Picturing Ambiguity: A Visual Twist on the Winograd Schema Challenge

Brendan Park,Madeline Janecek,Naser Ezzati-Jivan,Yifeng Li,Ali Emami
2024-06-04
Abstract:Large Language Models (LLMs) have demonstrated remarkable success in tasks like the Winograd Schema Challenge (WSC), showcasing advanced textual common-sense reasoning. However, applying this reasoning to multimodal domains, where understanding text and images together is essential, remains a substantial challenge. To address this, we introduce WinoVis, a novel dataset specifically designed to probe text-to-image models on pronoun disambiguation within multimodal contexts. Utilizing GPT-4 for prompt generation and Diffusion Attentive Attribution Maps (DAAM) for heatmap analysis, we propose a novel evaluation framework that isolates the models' ability in pronoun disambiguation from other visual processing challenges. Evaluation of successive model versions reveals that, despite incremental advancements, Stable Diffusion 2.0 achieves a precision of 56.7% on WinoVis, only marginally surpassing random guessing. Further error analysis identifies important areas for future research aimed at advancing text-to-image models in their ability to interpret and interact with the complex visual world.
Computation and Language,Artificial Intelligence,Computer Vision and Pattern Recognition,Machine Learning
What problem does this paper attempt to address?

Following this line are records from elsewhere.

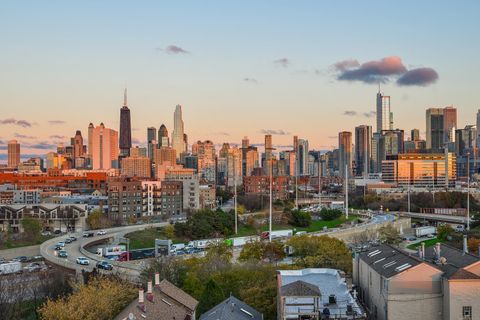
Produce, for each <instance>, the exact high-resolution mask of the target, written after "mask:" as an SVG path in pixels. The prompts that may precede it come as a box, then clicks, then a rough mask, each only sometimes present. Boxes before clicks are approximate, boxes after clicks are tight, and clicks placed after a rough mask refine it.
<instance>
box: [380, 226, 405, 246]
mask: <svg viewBox="0 0 480 320" xmlns="http://www.w3.org/2000/svg"><path fill="white" fill-rule="evenodd" d="M378 234H379V238H380V240H381V241H382V242H383V243H387V244H394V245H397V244H399V243H400V242H401V241H402V239H401V238H400V233H399V232H398V230H397V229H396V228H395V227H394V226H393V224H392V223H388V224H386V225H383V226H382V227H380V228H379V229H378Z"/></svg>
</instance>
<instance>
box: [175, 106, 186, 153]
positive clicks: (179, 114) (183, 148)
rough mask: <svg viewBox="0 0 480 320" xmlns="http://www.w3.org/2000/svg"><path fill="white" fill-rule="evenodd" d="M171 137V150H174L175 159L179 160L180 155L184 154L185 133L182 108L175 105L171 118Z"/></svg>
mask: <svg viewBox="0 0 480 320" xmlns="http://www.w3.org/2000/svg"><path fill="white" fill-rule="evenodd" d="M173 124H174V126H173V135H172V148H173V149H175V152H176V155H177V159H180V155H181V154H182V153H184V152H185V151H186V150H187V149H186V144H185V136H184V134H185V132H184V127H183V119H182V106H181V105H177V106H176V107H175V113H174V116H173Z"/></svg>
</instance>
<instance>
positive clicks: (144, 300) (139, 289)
mask: <svg viewBox="0 0 480 320" xmlns="http://www.w3.org/2000/svg"><path fill="white" fill-rule="evenodd" d="M144 302H145V300H144V298H143V289H138V304H140V305H142V304H143V303H144Z"/></svg>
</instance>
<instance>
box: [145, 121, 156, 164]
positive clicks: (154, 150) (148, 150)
mask: <svg viewBox="0 0 480 320" xmlns="http://www.w3.org/2000/svg"><path fill="white" fill-rule="evenodd" d="M156 148H157V129H156V128H155V127H149V128H147V150H148V153H147V154H148V157H149V158H150V160H152V161H153V157H154V154H155V149H156Z"/></svg>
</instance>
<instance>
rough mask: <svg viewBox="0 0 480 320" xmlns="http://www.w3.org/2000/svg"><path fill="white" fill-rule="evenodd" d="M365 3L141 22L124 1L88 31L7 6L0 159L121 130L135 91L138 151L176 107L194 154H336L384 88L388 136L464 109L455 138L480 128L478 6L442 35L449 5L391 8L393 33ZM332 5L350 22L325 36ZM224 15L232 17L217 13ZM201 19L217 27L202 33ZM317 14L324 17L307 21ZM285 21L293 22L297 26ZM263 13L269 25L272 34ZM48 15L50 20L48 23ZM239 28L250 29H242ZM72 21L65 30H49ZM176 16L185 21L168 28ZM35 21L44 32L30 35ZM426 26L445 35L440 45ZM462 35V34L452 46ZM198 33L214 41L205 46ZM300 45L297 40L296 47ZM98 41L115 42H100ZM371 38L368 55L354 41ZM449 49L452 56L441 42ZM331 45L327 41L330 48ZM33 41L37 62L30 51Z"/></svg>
mask: <svg viewBox="0 0 480 320" xmlns="http://www.w3.org/2000/svg"><path fill="white" fill-rule="evenodd" d="M369 4H370V6H365V8H363V7H358V6H359V4H351V6H349V7H348V8H345V6H340V5H339V6H335V5H326V4H318V3H311V2H301V3H299V4H298V6H296V7H295V8H294V9H293V11H292V12H289V10H287V9H288V8H287V7H288V6H286V5H285V4H278V5H277V6H275V7H273V6H268V5H265V4H263V5H259V4H257V6H256V8H255V9H256V12H257V13H256V14H255V15H253V16H252V13H251V11H250V10H249V9H251V7H249V6H243V5H242V6H240V5H234V4H222V3H215V7H216V9H217V12H218V13H216V14H214V13H211V12H209V11H210V9H211V6H213V4H210V5H194V4H193V3H191V5H193V6H189V8H188V9H189V10H185V7H183V6H182V5H181V4H174V5H169V6H168V7H164V6H163V5H161V4H156V3H152V2H150V3H147V4H146V6H148V7H149V8H150V9H151V10H143V9H142V10H141V14H140V12H139V11H138V10H135V7H134V6H131V5H129V4H127V3H122V2H120V4H119V5H118V6H117V7H115V8H111V7H112V6H111V5H108V4H96V6H95V9H96V10H93V11H94V12H91V11H92V10H89V14H90V16H89V17H90V20H91V23H89V25H88V26H87V25H84V24H83V23H84V20H83V18H82V17H81V16H82V13H86V11H85V10H88V9H87V8H88V6H84V7H80V6H79V7H76V6H74V5H66V4H63V5H57V6H50V5H42V6H37V4H34V3H32V6H31V7H29V8H23V7H21V6H19V5H17V4H16V3H14V2H11V3H7V4H5V5H4V9H5V10H2V11H3V13H4V14H3V15H2V22H0V25H1V26H3V28H1V29H2V30H12V31H11V32H9V33H5V31H0V32H3V33H5V34H2V35H3V36H4V39H5V43H6V44H7V46H6V50H4V51H2V52H1V53H0V57H2V58H3V59H0V66H1V67H2V69H3V70H5V71H4V75H5V77H2V78H1V79H0V84H1V85H2V87H3V88H4V90H2V92H0V98H1V101H2V102H3V103H4V104H5V105H6V106H8V107H7V108H5V110H4V112H3V113H2V116H1V119H0V124H1V125H0V141H1V142H2V143H1V144H0V146H1V150H0V152H1V153H0V160H1V161H2V162H4V161H6V159H5V157H6V145H7V142H8V141H9V140H12V139H15V140H18V141H19V142H20V143H21V145H22V154H25V155H26V154H35V155H44V154H45V153H47V152H48V151H54V149H55V145H56V144H57V143H59V142H63V143H65V144H66V143H68V141H69V137H70V136H71V135H72V134H73V133H74V132H75V131H76V130H81V131H82V132H85V131H86V130H87V127H88V124H89V123H90V122H93V123H100V122H104V123H105V125H106V126H107V127H110V128H113V129H115V130H119V114H118V110H119V108H120V107H121V104H122V103H121V100H120V99H121V90H123V88H124V87H125V85H126V86H127V87H128V88H129V91H130V97H129V98H130V99H129V100H130V101H129V102H130V104H131V105H129V107H130V110H131V113H132V142H133V145H142V146H146V144H147V141H146V130H147V128H148V127H152V126H153V127H156V128H158V127H159V126H160V125H161V124H163V123H164V124H165V125H166V127H167V129H168V130H169V131H170V132H172V131H173V119H172V110H173V108H174V106H175V105H177V104H179V105H182V107H183V108H184V110H183V111H184V112H183V113H184V119H183V120H184V123H185V132H186V133H187V134H188V137H189V141H190V145H191V144H192V143H193V142H195V141H197V140H202V141H203V140H211V141H213V142H214V143H215V144H217V145H221V144H222V143H223V142H229V143H235V144H237V145H240V143H241V139H242V137H243V136H245V135H248V136H249V138H250V140H251V141H252V144H262V141H263V136H264V135H265V134H272V135H273V136H274V141H275V144H277V145H291V140H292V137H293V136H294V135H297V136H300V137H304V138H306V139H308V140H309V144H310V147H311V148H312V149H317V150H318V149H320V150H329V149H332V146H336V144H337V133H338V132H340V131H350V132H353V131H354V128H355V127H356V126H358V125H371V126H372V127H375V116H374V114H373V112H374V111H375V109H376V100H375V93H376V92H377V91H378V89H377V86H378V83H381V90H382V92H384V94H385V95H388V96H391V111H392V113H393V114H394V128H403V129H404V130H405V131H406V132H408V131H410V129H413V128H418V129H420V132H421V136H422V137H423V138H425V121H424V110H425V109H427V108H431V107H440V108H444V107H446V106H450V105H453V106H454V107H456V108H457V109H458V115H459V116H458V127H459V128H463V127H464V126H465V125H468V124H475V115H476V111H477V108H478V105H477V100H478V99H477V96H476V95H475V90H474V89H473V88H475V87H478V79H476V77H475V76H474V74H475V73H476V72H478V71H480V70H478V69H479V66H477V65H475V64H471V65H470V64H469V63H468V61H475V60H474V59H475V57H476V56H478V53H479V52H480V50H479V47H478V46H477V45H475V44H472V43H471V41H470V40H469V38H470V37H469V36H468V35H469V33H470V32H472V35H473V34H474V30H477V29H478V24H479V22H478V21H476V19H475V17H474V14H473V12H477V11H478V10H476V8H477V7H478V4H476V3H474V2H472V3H462V4H460V5H456V7H455V9H456V10H458V11H462V13H463V16H462V20H458V21H457V23H456V24H454V25H450V26H449V28H446V26H444V25H443V23H442V21H445V19H446V17H448V14H449V12H450V9H451V7H450V6H449V5H447V4H437V5H436V6H435V7H432V6H431V5H429V3H421V4H417V7H418V8H417V7H415V8H416V9H418V10H413V8H412V6H413V2H411V3H407V5H406V6H402V7H400V6H399V7H395V8H394V9H395V10H396V12H397V13H398V14H400V15H401V14H403V15H405V17H406V19H407V22H408V24H407V23H406V24H405V26H403V29H401V28H398V27H393V26H390V27H388V23H387V22H388V19H387V18H386V17H384V15H382V13H384V11H383V10H387V9H386V8H385V9H382V8H379V7H378V6H375V2H369ZM195 6H199V7H198V8H197V7H195ZM340 7H341V8H342V13H343V14H344V15H345V16H346V17H349V18H350V19H346V20H345V21H344V22H343V24H338V23H337V24H336V26H337V27H336V28H333V30H332V28H329V26H330V25H335V24H334V23H335V21H333V18H332V17H329V16H328V13H335V12H337V11H338V9H339V8H340ZM367 7H368V8H367ZM422 8H423V9H428V11H429V13H430V14H429V16H428V17H426V18H427V19H425V21H423V20H421V19H420V18H422V17H423V16H422V12H423V11H424V10H421V9H422ZM195 9H198V10H195ZM367 9H368V10H367ZM477 9H478V8H477ZM76 10H77V11H76ZM107 10H109V11H110V10H112V12H111V16H109V17H105V15H104V14H103V13H105V12H106V11H107ZM232 10H235V15H234V16H232V14H230V15H229V14H225V16H222V14H221V13H231V12H232ZM388 10H389V11H391V10H392V9H391V8H389V9H388ZM148 11H150V12H148ZM146 12H148V13H146ZM197 12H198V13H202V14H203V17H204V18H208V17H210V18H215V19H212V21H213V20H214V21H215V22H212V23H211V24H201V27H200V28H199V29H198V30H197V29H196V28H195V26H196V25H197V24H196V23H199V19H201V18H199V17H198V16H197ZM315 12H319V13H321V17H322V19H313V17H314V13H315ZM356 12H358V13H362V14H363V16H362V15H356V14H355V13H356ZM290 14H296V15H297V16H298V17H300V18H301V19H294V21H295V23H293V20H290V19H288V17H289V16H290ZM129 15H132V18H134V19H137V20H138V19H140V18H141V20H142V21H144V23H140V24H132V25H128V26H126V25H123V24H122V21H124V19H123V17H128V16H129ZM156 15H159V16H160V17H161V18H162V19H158V17H157V16H156ZM263 16H269V18H270V19H269V20H270V21H271V25H266V24H265V22H264V21H263V19H262V17H263ZM52 17H56V18H57V20H55V19H53V21H47V20H48V19H49V18H52ZM371 17H378V23H379V24H381V23H382V22H383V26H386V27H385V29H386V30H383V31H381V30H380V31H379V30H378V29H379V28H377V27H376V26H375V25H365V24H363V23H362V21H363V20H364V19H368V18H371ZM227 18H228V19H227ZM247 18H249V19H248V21H249V24H248V25H244V24H241V23H242V22H243V21H246V19H247ZM67 19H69V20H70V21H68V23H65V29H64V30H57V29H55V28H54V27H55V25H56V24H57V23H60V22H62V21H63V22H67ZM103 19H107V21H108V23H106V24H108V28H106V30H104V29H102V28H101V26H103V25H104V24H103ZM115 19H117V20H118V21H112V20H115ZM176 19H177V20H178V21H180V19H181V21H186V22H185V24H183V25H182V26H181V27H178V28H166V26H168V25H175V23H174V21H175V20H176ZM159 20H160V21H159ZM35 23H37V24H38V28H37V29H36V30H34V31H31V28H29V26H31V25H32V24H35ZM219 26H222V28H224V29H225V30H218V29H221V28H219ZM240 26H242V27H243V28H239V27H240ZM430 29H435V30H440V31H441V36H440V32H439V33H438V35H437V33H435V34H432V33H431V32H430ZM215 30H216V31H215ZM412 30H415V31H416V32H417V34H416V35H412V34H411V33H412ZM460 30H461V31H462V34H463V35H464V36H462V37H457V34H458V32H459V31H460ZM47 31H48V32H47ZM253 31H258V35H255V32H253ZM68 32H73V34H72V36H69V35H68ZM375 32H380V35H381V36H379V37H376V36H375ZM39 33H40V34H39ZM252 33H253V34H254V35H252ZM139 34H142V35H143V36H142V37H139V36H138V35H139ZM203 34H209V35H211V36H210V37H208V38H202V37H201V35H203ZM232 35H233V37H232ZM251 35H252V36H251ZM297 35H303V36H301V37H299V39H296V37H297ZM346 35H348V36H349V38H351V39H354V38H358V40H351V43H349V44H347V43H345V42H344V41H342V40H341V39H342V38H343V37H345V36H346ZM85 37H87V38H91V40H90V42H86V45H83V46H82V47H78V44H76V41H75V40H76V39H85ZM102 37H108V39H109V41H107V43H104V42H103V41H101V39H103V38H102ZM366 37H368V38H369V46H368V47H365V45H362V43H361V42H360V41H361V39H365V38H366ZM197 38H198V39H197ZM200 38H202V40H203V41H200ZM377 38H378V39H377ZM18 39H22V41H19V40H18ZM264 39H269V40H268V41H267V43H264V41H263V40H264ZM312 39H313V40H312ZM315 39H318V41H315ZM423 39H428V42H423V41H422V40H423ZM39 40H41V41H39ZM261 40H262V41H261ZM446 40H448V42H449V43H450V44H451V45H450V46H445V41H446ZM329 41H332V43H333V44H335V45H333V46H330V45H328V46H326V47H325V45H324V44H325V43H329ZM29 43H30V44H31V45H33V46H34V48H35V54H31V53H28V52H30V50H31V47H27V46H28V45H29ZM58 43H62V45H57V44H58ZM49 44H50V45H53V44H54V45H53V46H54V47H55V51H52V49H51V48H50V47H49ZM222 44H225V45H222ZM462 47H468V49H469V50H464V51H463V52H462V53H461V54H459V53H458V50H455V49H456V48H462ZM248 48H251V49H248ZM378 48H381V50H379V49H378ZM247 49H248V50H247ZM439 52H441V54H438V53H439ZM39 59H42V61H43V63H40V62H39ZM452 59H453V60H457V63H456V64H455V66H453V65H452V64H450V63H449V62H450V61H451V60H452ZM56 61H61V63H58V64H57V63H56ZM432 72H433V73H432ZM332 111H333V112H332ZM293 112H294V113H295V115H296V117H295V119H294V120H292V117H291V115H292V113H293ZM212 115H214V116H212ZM411 115H415V117H414V119H412V117H411Z"/></svg>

The problem that this paper attempts to solve is how to evaluate and improve the performance of text - to - image models in the task of pronoun disambiguation in the multimodal field. Specifically, although large - language models (LLMs) have achieved remarkable success in handling unimodal tasks such as the Winograd Schema Challenge (WSC), in multimodal tasks that require simultaneously understanding and processing text and images, the performance of these models still faces great challenges. To meet this challenge, the authors introduce a new dataset, WINOVIS, which is specifically designed to test the ability of text - to - image models to perform pronoun disambiguation in a multimodal context. The main contributions of the paper include: 1. **Multimodal Dataset Adapted from WSC (WINOVIS)**: A dataset containing 500 scenes, which is used for benchmarking the pronoun - disambiguation ability of text - to - image models in a visual context. 2. **New Evaluation Framework for Multimodal Disambiguation**: Metrics and methods are designed to distinguish the performance of models in pronoun disambiguation from other visual - processing challenges. 3. **In - depth Analysis of the Common Inference Ability of Stable Diffusion**: Experiments reveal that even the current state - of - the - art model such as Stable Diffusion 2.0 is far from achieving human - level performance in the task of pronoun disambiguation. Through these contributions, the paper aims to promote the development of pronoun - disambiguation techniques in the multimodal field and provide directions for future research.